Greetings,

I particularly like this sentence from below:  "There is a growing consensus 
that we may understand ourselves and our world more deeply and fully if we 
conceive of things in terms of interconnected patterns of relationships rather 
than as reified entities existing somehow independently of their own 
developmental history, their internally differentiated processes or their 
enabling conditions."

---

"It is no small task to understand this vast, variegated world we humans have 
carved out for ourselves on this small planet. How does one know where to 
begin, what to interrogate, and to what end? Events, however, have a way of 
imposing themselves. As the Cold War melts down and bitter ethnic and religious 
conflicts heat up the world overi , as endless images of death and violence 
flash daily across the globe, the multiple faces of human evil and suffering 
stare steadfastly into our own, intimating, we fear, an inescapably inhumane 
reality. Our task then, our moral imperative, is as urgent today as it was when 
Albert Camus (1971, 11) expressed it nearly fifty years ago, just as many 
millions of murders ago: “One might think that a period which, within fifty 
years, uproots, enslaves, or kills seventy million human beings, should only, 
and forthwith, be condemned. But its guilt must also be understood.” This essay 
is an attempt to take this challenge seriously, an attempt to understand the 
awful dynamics of human-inflicted suffering, of “man's inhumanity to man” in 
traditional parlance, of—in a word—evil. Human beings make war and kill each 
other in a way that no other species does, that no other species could, that no 
other species would. Somehow, we must make sense of it all. We must be able to 
discern some pattern, some common dynamic, behind behaviors that are repeated 
so terribly often, in so many times, in so many places. As Camus suggests, such 
an understanding—however repugnant its details, however unpleasant its 
conclusions—is required to even begin preventing them. 

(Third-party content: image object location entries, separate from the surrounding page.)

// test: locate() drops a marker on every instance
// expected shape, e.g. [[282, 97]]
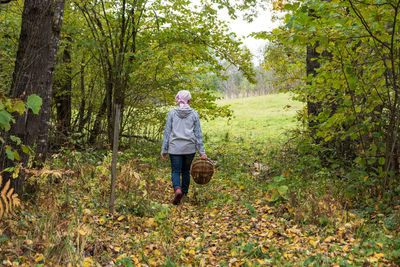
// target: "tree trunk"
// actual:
[[33, 74], [62, 98], [312, 64]]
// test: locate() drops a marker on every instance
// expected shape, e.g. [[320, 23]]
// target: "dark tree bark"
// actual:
[[34, 72], [62, 98]]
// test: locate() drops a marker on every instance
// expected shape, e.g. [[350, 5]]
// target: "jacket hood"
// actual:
[[183, 112]]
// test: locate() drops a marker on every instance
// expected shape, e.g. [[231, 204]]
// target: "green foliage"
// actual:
[[356, 124], [34, 102]]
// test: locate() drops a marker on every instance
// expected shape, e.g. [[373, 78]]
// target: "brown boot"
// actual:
[[178, 196]]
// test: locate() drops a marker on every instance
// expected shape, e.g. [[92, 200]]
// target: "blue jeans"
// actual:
[[180, 165]]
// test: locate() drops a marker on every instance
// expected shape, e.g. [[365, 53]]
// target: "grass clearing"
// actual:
[[258, 118]]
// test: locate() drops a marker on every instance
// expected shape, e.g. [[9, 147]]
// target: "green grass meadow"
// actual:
[[258, 118]]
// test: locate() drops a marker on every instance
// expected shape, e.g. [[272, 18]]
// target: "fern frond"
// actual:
[[1, 204], [3, 194], [8, 199]]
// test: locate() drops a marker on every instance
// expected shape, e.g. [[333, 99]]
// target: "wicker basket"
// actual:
[[202, 170]]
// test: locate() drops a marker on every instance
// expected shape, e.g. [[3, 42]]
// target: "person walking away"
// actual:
[[182, 138]]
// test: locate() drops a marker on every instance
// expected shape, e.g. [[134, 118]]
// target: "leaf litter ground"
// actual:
[[224, 223]]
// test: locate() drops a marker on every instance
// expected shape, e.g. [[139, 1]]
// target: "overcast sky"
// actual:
[[263, 22]]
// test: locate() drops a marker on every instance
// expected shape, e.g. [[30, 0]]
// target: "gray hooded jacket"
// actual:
[[182, 134]]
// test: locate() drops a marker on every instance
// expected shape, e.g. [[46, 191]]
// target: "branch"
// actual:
[[365, 24]]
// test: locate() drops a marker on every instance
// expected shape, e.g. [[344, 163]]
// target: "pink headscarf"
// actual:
[[182, 98]]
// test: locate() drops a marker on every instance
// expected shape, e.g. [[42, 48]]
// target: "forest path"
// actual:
[[226, 224]]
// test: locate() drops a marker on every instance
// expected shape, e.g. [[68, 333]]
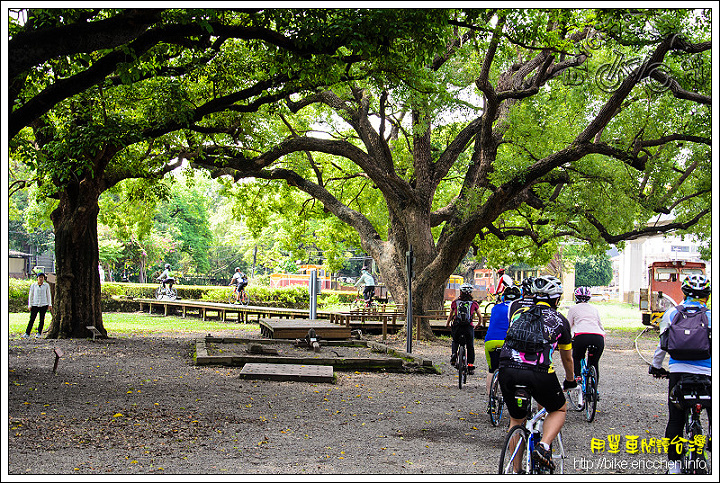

"Understanding, however, is not only what we require, it is also what we must 
interrogate. For, we shall see, it is understanding itself, imperfect, 
wrong-headed understanding of our human condition, that lies deeply and 
malignantly behind these unholy dynamics of human evil. It is this mistaken 
understanding of ourselves—as individuals, as members of social groups, and as 
a contingent, historical species—that we must address. We must understand not 
only the passions that drive men to evil but the confusion over our condition 
that makes such evil possible.ii The tenacity and pervasiveness of these tragic 
strains in the human condition—our “fallen state” as it were—have been 
recognized and addressed by nearly all religious traditions. In seeking to 
understand these darker sides of human life, however, we shall draw upon the 
conceptual resources of only one such tradition, Indian Buddhism,iii in 
dialogue with comparable areas of inquiry from the biological and social 
sciences. As with any dialogue, we appeal to no external or superordinate 
authority; it is the cogency of the arguments that count, their compelling and 
persuasive power, whatever their provenance.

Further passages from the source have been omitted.